Expert’s Rating
While macOS has gradually adapted features once found only in iOS and iPadOS, contextual selection tools remain trapped in the past. Select text, and you have to Control-click to have a contextual menu appear with a jumbled-up set of options to act on the text. It’s difficult to customize or organize that list.
PopClip offers an iOS/iPadOS-like pop-up bar that appears whenever you make a text selection in any app. With the app dating back to 2011, it’s developed right alongside Apple’s evolution of iPhone and iPad options. PopClip includes several options by default, including searching on Google, looking up a word or phrase in the macOS Dictionary app, offering to open a URL as a link, and providing spelling suggestions.
Why turn to a pop-up bar? It speeds the time from selection to outcome, making it an intuitive drag-and-click operation instead of requiring menu navigation or copying and pasting into an app or Web site. For actions you perform many times a day, you’re shaving off friction and time.
The app also helps with paste operations. In any location in which you can type, PopClip provides a single-click paste operation and the ability to add a paste-and-match-style button. Pasting with the app is just a little unintuitive: it requires double-clicking at the insertion point, clicking and holding for at least half a second, or Shift-clicking.
PopClip becomes substantially more powerful when you install any of the dozens of extensions developer Pilotmoon Software makes available at no cost. These extensions can act on text and links, perform translation through third-party sites, hand off searches to a large array of search, commerce, and information sites, and shorten links.
For instance, you can use PopClip to convert text to title case, copy rich text from a Web site or other document and have it converted to Markdown, send it for translation at Bing Translator, shorten a link in Bitly, or look up a movie title in Rotten Tomatoes or IMDb.

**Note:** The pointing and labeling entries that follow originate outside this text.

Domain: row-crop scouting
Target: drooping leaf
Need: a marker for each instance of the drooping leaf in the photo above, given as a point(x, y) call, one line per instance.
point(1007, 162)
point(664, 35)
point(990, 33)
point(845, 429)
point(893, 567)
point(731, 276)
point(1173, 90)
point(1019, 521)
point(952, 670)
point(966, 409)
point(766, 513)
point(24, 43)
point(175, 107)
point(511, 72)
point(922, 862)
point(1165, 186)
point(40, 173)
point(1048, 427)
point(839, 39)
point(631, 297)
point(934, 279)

Extensions also connect PopClip to dozens of other apps so you can create notes, to-do items, calendar entries—even place phone calls via FaceTime or Skype. The list is so extensive that I can barely skim the surface in this summary. Just about every popular productivity app, browser, and search site is included for starters.
You can install up to 25 extensions at a time and rearrange them by dragging their icons in the PopClip system menu, which orders how they appear in the selection or paste pop-up bar.
Pilotmoon offers a fully functional demo version on its site that’s good for 150 uses. The full version is $14.99 via the Mac App Store. macOS 10.13.6 or later is required. A free trial is available on the developer’s website.
When editor Dan Frakes reviewed an early version of PopClip in 2012, just a year after its initial release, he noted, “I find PopClip to be easier—and quicker—than using traditional menu commands. It’s even more convenient than right-clicking selected text to access similar options from the contextual menu.”
PopClip has built on that strength in the last decade by extending its reach without requiring you to stretch further. Its long list of extensions combined with single-click ease puts a quiver full of useful arrows ready to be fired from your Mac selection bow.
We reviewed PopClip last in 2012, not long after its introduction.